Peter Nicholson, the vice-chair, is from Drake, a village of 200.

“We can't provide individually what's needed. But as a group, the resources are there to provide for some of these larger companies that are coming in and doing work with the region.”

Celine Favreau, the alliance’s director of operations and planning, said they’re in the second phase of a three-phase investment attraction strategy.

The first phase was identifying the key sectors for investment: value-added agriculture,  mining, manufacturing and tourism.

Now, the focus is on identifying companies within Canada and internationally that are interested in investing in those sectors. Favreau expects that work to be finished by the end of the summer.

The third phase will be meeting with those companies, bringing them to the region and then following up.

The meeting included three representatives from the provincial ministry of trade and export.

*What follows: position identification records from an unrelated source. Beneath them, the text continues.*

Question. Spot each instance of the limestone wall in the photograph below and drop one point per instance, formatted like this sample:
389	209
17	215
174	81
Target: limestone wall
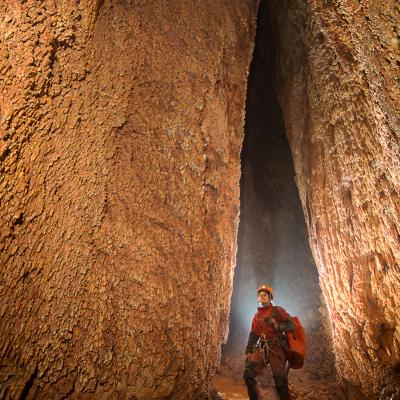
338	83
121	127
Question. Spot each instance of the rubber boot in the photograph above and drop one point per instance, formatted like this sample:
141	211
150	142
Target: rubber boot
281	384
251	383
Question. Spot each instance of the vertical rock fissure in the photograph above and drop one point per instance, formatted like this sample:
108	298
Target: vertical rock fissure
272	239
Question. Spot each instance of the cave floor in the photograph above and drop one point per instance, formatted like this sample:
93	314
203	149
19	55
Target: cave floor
231	389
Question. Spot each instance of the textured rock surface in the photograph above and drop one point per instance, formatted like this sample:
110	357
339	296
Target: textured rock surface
121	127
337	68
272	240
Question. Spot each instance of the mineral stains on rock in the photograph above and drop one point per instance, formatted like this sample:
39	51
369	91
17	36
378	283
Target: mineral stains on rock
121	129
121	126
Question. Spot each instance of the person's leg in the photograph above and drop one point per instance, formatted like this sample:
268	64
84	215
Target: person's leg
254	364
277	361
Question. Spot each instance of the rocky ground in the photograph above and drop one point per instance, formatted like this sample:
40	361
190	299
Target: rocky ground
232	389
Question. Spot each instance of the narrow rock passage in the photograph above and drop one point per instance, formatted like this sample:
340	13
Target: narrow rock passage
273	246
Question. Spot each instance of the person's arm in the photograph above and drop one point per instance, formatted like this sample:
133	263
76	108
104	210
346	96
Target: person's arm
253	338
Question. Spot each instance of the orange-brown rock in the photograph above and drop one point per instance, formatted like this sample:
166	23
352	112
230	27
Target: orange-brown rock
337	71
121	128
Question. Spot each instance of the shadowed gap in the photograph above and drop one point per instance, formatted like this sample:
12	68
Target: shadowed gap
272	239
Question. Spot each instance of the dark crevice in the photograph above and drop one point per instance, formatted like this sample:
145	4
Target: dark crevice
28	385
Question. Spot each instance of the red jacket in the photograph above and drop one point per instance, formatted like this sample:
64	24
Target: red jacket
260	327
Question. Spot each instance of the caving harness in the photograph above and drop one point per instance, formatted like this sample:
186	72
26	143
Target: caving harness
266	346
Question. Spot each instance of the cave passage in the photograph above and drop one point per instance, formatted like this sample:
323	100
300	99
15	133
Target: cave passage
272	239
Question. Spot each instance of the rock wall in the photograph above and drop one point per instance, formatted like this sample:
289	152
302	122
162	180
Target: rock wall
272	238
121	127
337	68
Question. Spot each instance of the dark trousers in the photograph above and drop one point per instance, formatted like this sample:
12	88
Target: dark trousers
255	364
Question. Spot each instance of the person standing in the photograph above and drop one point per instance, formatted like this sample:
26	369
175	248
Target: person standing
267	345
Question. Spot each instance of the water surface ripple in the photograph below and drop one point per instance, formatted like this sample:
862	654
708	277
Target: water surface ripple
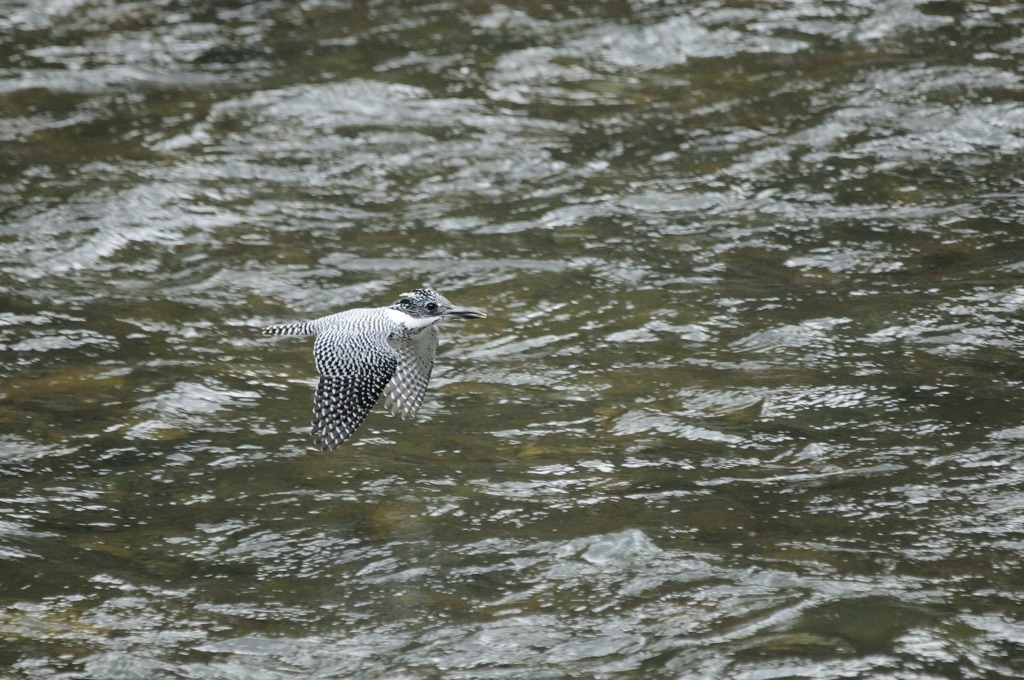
747	404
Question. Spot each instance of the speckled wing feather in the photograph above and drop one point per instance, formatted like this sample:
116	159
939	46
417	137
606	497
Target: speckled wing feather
354	369
416	358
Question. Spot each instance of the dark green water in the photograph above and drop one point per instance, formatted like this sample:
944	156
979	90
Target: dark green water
748	404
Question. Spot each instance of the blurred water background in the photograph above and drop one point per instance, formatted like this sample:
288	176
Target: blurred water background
748	404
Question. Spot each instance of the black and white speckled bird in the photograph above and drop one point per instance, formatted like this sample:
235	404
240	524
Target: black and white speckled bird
363	352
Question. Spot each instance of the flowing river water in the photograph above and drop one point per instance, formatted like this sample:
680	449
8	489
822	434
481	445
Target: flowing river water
749	401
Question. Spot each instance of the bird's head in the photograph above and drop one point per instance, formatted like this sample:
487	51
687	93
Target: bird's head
425	303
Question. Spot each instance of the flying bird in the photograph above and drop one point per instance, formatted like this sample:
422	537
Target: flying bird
360	353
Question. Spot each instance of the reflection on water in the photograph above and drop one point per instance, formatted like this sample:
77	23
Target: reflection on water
747	405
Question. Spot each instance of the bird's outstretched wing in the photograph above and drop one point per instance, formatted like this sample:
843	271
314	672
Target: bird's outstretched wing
416	358
354	369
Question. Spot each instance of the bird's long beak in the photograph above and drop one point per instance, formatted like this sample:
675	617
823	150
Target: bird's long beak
464	312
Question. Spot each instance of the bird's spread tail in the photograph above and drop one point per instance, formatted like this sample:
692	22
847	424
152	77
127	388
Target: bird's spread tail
289	329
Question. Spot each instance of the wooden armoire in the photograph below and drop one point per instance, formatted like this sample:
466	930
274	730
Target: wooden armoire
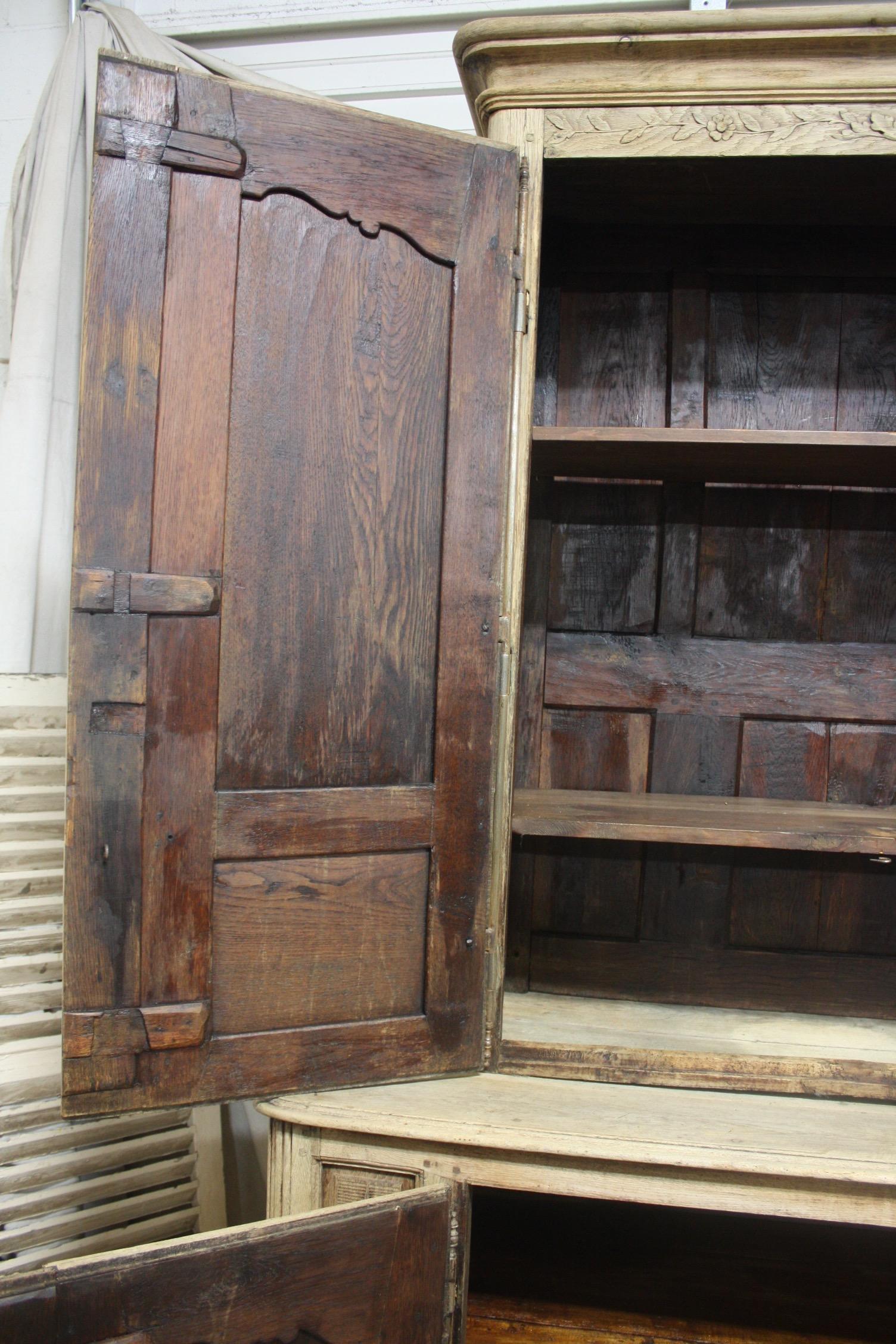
483	730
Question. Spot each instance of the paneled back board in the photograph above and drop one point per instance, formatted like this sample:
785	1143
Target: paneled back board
284	642
711	639
372	1272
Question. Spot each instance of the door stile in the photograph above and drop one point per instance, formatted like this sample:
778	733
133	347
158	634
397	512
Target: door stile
523	128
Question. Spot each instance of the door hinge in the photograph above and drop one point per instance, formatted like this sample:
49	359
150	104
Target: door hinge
522	295
504	655
522	308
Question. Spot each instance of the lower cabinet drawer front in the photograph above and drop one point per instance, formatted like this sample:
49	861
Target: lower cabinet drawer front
344	1184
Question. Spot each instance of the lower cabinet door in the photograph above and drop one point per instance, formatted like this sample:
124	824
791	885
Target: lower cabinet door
368	1273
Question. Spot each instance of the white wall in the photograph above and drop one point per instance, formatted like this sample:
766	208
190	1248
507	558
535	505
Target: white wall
31	37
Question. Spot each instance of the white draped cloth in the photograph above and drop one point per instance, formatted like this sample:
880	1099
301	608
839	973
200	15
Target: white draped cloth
41	311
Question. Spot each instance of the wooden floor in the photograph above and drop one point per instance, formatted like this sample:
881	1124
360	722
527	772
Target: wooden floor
500	1320
684	1046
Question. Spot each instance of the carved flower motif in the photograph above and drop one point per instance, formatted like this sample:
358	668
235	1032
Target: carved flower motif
720	127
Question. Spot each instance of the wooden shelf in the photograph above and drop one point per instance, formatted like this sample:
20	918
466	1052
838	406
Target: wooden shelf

Gavin Conacher, an international engagement director, said there was potential in mineral spas, a service that could be provided in Manitou Beach; potassium salt, which food companies are expected to see as a healthier alternative to table salt; potash mining; manufacturing; hybrid and electric farm implements; green pulp – using straw to produce paper; and even helium extraction. He told the audience that it can take years for a company to make the decision to invest in a project.

Nicholson said he was glad to hear about the possibilities from the ministry.

“We need to work with these agencies in the provincial government have them open doors, if that’s the case,” he said. “If there's all that interest in investing in Saskatchewan, then this is a prime region to do some of their investing in.”

Favreau said the work the alliance is doing on economic development will make it easier for the ministry to promote the region.

“By us putting together, the data and showcasing the information that showcases our region, that makes it easier for them to do their job for us,” she said. “We're putting ourselves on the map so that they can take us out and promote us along with the other areas in Saskatchewan that have already done this work.”

The annual general meeting also gave the members the chance to receive an update about land-use planning from the provincial government and learn about the newest technologies to keep track of a municipality's assets.